En Grand-Est, Muriel Pénicaud lance les prépa apprentissage industrie

La ministre du Travail a lancé vendredi 22 mars les « prépa apprentissage industriel » à Maxéville (Meurthe-et-Moselle), au sein de l’un des pôles de formation de l’UIMM Lorraine.

Par - Le 25 mars 2019.

La ministre du Travail Muriel Pénicaud a lancé les « prépa apprentissage industriel » vendredi 22 mars 2019 au sein de l’un des sept pôles de formation de l’Union des industries  et métiers de la métallurgie (UIMM) Lorraine à Maxéville (Meurthe-et-Moselle). Un choix lié au fait que l’UIMM Lorraine a déjà expérimenté, à son échelle, ce dispositif devant « offrir aux jeunes qui ont des difficultés d’accès à [l’apprentissage] un accompagnement spécifique les préparant à intégrer une formation en alternance exigeante et à intégrer le monde de l’entreprise en en maîtrisant les principaux codes », tel que l’indique l’appel à projets national lancé en la matière.

Du sas à la prépa

L’UIMM Lorraine s’est en effet portée volontaire en 2018, suite à une demande de la région Grand Est, pour expérimenter un « sas » dans l’industrie. Financé à hauteur de 200 000 euros par la Région et destiné à des jeunes connaissant mal ces métiers ou manquant de « savoir-être en milieu professionnel », ce sas s’est partagé en deux temps. D’une part, 200 heures de découverte des métiers, permettant aux jeunes de connaître les différents ateliers du pôle de formation. D’autre part, 300 autres heures leur permettant d’assister à des cours, avec les apprentis. Le tout devant faciliter en parallèle la conclusion d’un contrat pour ces jeunes.

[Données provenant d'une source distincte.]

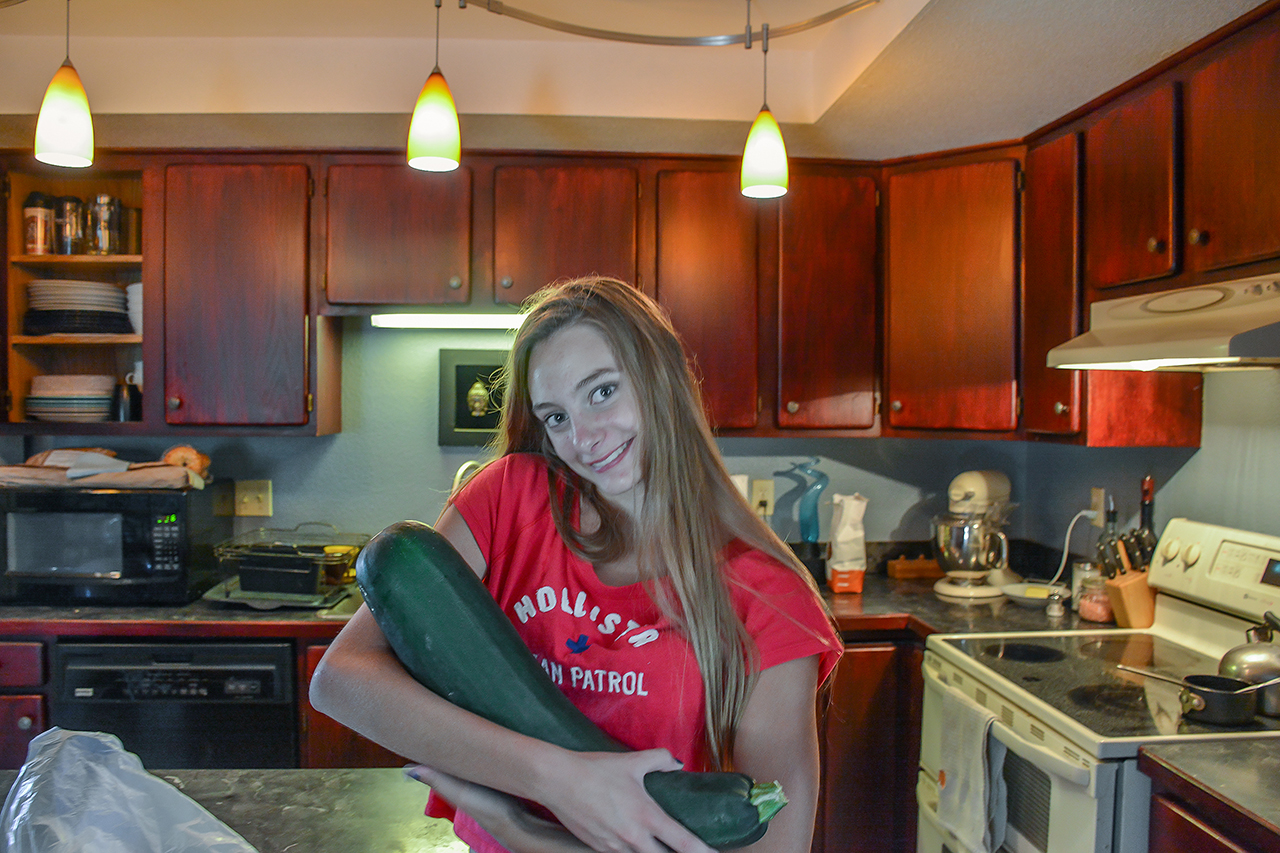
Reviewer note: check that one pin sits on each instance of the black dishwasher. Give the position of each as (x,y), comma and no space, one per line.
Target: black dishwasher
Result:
(182,705)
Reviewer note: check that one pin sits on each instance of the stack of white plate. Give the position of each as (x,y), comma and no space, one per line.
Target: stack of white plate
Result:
(71,306)
(55,295)
(72,398)
(133,300)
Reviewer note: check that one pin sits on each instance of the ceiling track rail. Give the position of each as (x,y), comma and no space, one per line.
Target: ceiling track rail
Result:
(746,37)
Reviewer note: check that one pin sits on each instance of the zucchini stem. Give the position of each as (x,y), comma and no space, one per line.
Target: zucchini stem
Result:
(768,799)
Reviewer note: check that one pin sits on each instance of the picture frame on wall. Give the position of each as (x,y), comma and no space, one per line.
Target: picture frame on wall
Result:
(470,396)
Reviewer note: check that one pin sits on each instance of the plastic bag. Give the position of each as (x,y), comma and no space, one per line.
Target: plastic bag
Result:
(848,564)
(81,790)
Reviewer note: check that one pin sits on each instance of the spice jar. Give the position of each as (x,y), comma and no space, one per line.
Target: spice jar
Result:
(1095,603)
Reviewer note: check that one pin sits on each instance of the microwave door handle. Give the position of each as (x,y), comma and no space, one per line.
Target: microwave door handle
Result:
(1040,756)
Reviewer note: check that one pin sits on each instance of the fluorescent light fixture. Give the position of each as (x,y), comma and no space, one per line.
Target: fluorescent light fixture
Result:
(443,320)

« Nous refusions jusqu’alors certains de ces jeunes, car n’ayant pas le savoir-être ou les prérequis nécessaires. Au lieu de les refuser, nous avons le sas à leur proposer », se félicite Fanny Feller, directrice générale du Pôle formation de l’UIMM Lorraine. Lors d’une table-ronde organisée vendredi avec la ministre après qu’elle a visité les locaux du pôle de formation, quatre jeunes, préparant des bac professionnels ou des BTS après être passés par le sas, ont témoigné. Pour l’heure, environ 40 % de ces jeunes ont trouvé une place, indique Fanny Feller qui précise que la situation d’autres bénéficiaires est encore appelée à évoluer.

28 000 jeunes en France

C’est forte de cette expérience que l’UIMM Lorraine a répondu à l’appel à projets lancé le 12 novembre par l’État pour mettre en place des prépa à l’échelle nationale, dans le cadre du Plan d’investissement dans les compétences (PIC).

Lauréate, elle pilotera in fine le déploiement des prépa apprentissage industriel au sein des autres pôles de formation de l’UIMM en France. À compter du 15 avril, elle leur fournira ainsi les outils nécessaires (notamment en matière de méthodologie) pour la mise en place de ces « machines à confiance en soi », selon l’illustration retenue par la ministre.

Le ministère indique que d’ici à 2021, 28 000 jeunes doivent bénéficier de ce programme en France pour un budget de 100 millions d’euros, dont 5 300 places et 25 millions d’euros pour la seule UIMM. Pour l’instant, vingt projets, portés par 150 CFA, ont été retenus. D’autres projets doivent encore être sélectionnés d’ici au mois de juin.